Reports on OC-related mood changes are inconsistent, ranging from beneficial in most women (Oinonen and Mazmanian, 2002) to increased rates of depression, anxiety, fatigue, neurotic symptoms, compulsion and anger (Robinson et al., 2004; Kulkarni, 2007). Repeated findings of beneficial mood changes may however be biased by data sampling. Only women, who continue the intake of oral contraceptives (“survivor effect”) are included in those studies, while women, who discontinue the use of oral contraceptives due to negative emotional side effects, do not contribute to these results (Oinonen and Mazmanian, 2002).

Possible physiological mechanisms underlying both positive and negative mood swings in oral contraceptive users are manifold and at the moment speculative. Elevated levels of estradiol have anti-depressive effects (Moses-Kolko, 2009; Estrada-Camarena, 2010), presumably due to its serotonin (5-HT) enhancing property (e.g., Bethea et al., 2002). A decline in estradiol at the end of the menstrual cycle, post-partum or in the menopause has been associated with negative mood changes and depressive symptoms during these phases (Moses-Kolko, 2009). On the one hand combined OCs contain ethinyl-estradiol as synthetic agonist for estradiol receptors, which could promote positive mood changes.

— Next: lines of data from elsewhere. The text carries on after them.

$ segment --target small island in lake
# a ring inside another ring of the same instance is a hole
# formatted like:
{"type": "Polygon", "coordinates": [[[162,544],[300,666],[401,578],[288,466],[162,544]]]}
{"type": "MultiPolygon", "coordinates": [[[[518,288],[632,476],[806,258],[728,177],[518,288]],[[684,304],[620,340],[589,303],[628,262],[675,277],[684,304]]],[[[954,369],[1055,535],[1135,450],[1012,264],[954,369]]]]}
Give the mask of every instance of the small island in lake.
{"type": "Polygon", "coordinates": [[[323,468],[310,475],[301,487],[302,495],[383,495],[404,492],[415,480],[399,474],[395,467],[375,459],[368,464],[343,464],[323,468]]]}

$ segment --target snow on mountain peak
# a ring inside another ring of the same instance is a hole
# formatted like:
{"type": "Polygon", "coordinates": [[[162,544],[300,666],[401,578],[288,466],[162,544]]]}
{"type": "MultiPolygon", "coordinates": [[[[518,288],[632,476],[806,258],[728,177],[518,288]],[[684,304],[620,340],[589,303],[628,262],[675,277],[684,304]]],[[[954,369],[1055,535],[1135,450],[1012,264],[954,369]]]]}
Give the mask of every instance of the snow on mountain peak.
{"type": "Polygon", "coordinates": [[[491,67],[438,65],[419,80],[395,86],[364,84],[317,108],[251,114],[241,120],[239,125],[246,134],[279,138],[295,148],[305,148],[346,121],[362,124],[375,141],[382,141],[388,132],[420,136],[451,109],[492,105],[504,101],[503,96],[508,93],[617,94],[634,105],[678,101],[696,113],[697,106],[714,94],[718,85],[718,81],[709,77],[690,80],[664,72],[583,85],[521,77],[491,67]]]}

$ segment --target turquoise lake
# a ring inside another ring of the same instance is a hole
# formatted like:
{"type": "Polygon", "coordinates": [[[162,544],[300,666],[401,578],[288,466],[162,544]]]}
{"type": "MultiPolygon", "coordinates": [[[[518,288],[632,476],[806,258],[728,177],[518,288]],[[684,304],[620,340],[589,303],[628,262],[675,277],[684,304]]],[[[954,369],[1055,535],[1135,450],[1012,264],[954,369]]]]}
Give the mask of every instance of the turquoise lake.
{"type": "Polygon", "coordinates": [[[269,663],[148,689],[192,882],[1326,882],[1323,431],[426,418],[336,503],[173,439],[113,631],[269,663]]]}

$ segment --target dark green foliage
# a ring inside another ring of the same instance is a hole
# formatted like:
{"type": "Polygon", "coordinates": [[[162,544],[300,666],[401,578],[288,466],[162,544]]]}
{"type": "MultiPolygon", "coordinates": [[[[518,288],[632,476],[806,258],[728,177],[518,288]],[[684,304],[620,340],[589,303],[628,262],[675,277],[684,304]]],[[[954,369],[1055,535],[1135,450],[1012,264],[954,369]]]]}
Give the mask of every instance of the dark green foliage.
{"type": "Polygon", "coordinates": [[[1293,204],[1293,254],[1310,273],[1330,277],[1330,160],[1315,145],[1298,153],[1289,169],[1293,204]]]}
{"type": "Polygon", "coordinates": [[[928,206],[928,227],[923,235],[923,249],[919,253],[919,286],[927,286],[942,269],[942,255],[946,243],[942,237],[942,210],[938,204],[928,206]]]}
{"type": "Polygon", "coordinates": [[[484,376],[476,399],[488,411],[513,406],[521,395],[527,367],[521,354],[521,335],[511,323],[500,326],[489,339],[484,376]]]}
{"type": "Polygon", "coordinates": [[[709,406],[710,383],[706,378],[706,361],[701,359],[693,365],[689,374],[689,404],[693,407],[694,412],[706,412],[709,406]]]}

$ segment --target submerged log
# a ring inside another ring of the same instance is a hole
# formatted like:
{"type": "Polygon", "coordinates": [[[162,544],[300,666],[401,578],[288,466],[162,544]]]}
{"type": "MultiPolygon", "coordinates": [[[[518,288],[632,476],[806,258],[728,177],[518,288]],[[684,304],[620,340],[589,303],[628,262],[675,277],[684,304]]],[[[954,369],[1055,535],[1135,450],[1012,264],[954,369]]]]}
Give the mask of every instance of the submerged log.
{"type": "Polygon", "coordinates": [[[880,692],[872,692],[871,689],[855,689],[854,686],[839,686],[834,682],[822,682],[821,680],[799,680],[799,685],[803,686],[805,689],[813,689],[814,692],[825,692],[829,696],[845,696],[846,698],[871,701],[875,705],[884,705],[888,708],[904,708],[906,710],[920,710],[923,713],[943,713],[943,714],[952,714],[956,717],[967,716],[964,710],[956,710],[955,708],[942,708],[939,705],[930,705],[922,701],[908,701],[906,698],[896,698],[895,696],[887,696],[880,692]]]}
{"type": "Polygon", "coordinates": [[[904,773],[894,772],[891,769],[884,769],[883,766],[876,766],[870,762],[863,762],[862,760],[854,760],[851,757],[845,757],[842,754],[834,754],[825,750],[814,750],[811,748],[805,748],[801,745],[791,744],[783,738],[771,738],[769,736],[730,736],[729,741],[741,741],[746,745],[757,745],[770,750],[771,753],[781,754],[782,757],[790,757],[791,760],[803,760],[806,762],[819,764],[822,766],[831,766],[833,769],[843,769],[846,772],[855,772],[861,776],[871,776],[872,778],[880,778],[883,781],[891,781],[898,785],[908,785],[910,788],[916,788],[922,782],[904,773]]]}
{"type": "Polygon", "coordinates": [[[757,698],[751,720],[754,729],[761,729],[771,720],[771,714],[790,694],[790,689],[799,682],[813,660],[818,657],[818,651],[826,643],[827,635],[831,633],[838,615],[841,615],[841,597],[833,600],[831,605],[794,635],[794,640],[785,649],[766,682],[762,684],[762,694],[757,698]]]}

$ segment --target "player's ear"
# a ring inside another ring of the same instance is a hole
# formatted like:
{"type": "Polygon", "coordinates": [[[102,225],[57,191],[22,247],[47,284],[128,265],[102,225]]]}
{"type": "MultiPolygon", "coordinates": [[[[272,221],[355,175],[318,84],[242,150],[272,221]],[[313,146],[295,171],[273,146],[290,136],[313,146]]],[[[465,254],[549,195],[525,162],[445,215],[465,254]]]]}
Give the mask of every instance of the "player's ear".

Antagonistic properties for the 5-HT3 receptor have been demonstrated not only for estradiol, but also for ethinylestradiol (Wetzel et al., 1998). On the other hand the levels of endogenous estradiol decline as a consequence of OCs (e.g., Sahlberg et al., 1987), which could result in negative mood changes. In female cynomolgus monkeys on OCs a decreased prolactin response was observed, suggesting reduced serotonergic activity (Henderson and Shively, 2004). Progesterone, however, may promote positive mood changes at low concentrations and negative mood changes at high concentrations due to biphasic effects on GABAergic neurons (Andréen et al., 2009). Again, synthetic progestins as contained in OCs simultaneously act as progesterone receptor agonist and reduce the level of endogenous progesterone (Wright et al., 1983; Sahlberg et al., 1987). In a meta-analysis Oinonen and Mazmanian (2002) suggest that the progesterone/estrogen ratio correlates to the direction of emotional changes.

In summary, these results suggest that there are (at least) two populations of women with differential emotional responses to oral contraceptive use. Interestingly, the majority of studies focused on depressive symptoms, while other emotional and personality dimensions, like aggression or empathy, have hardly been investigated.

First and foremost, we conclude that there is a strong demand for additional studies on how hormonal contraceptives affect the brain from the molecular to the behavioral level. Thus, future studies aiming to investigate “normal” brain functioning, should control for the use of hormonal contraceptives among their participants. At both the structural as well as behavioral level, feminizing and masculinizing effects of hormonal contraceptives have been observed simultaneously. However, these changes may show differential manifestation at the behavioral level in different subpopulations of women. As the number of women using oral contraceptives constantly increases, while the age of first contraceptive use constantly decreases down to sensitive neuroplastic periods during puberty, the associated changes in personality and social behavior imply significant consequences for society.

The authors declare that the research was conducted in the absence of any commercial or financial relationships that could be construed as a potential conflict of interest.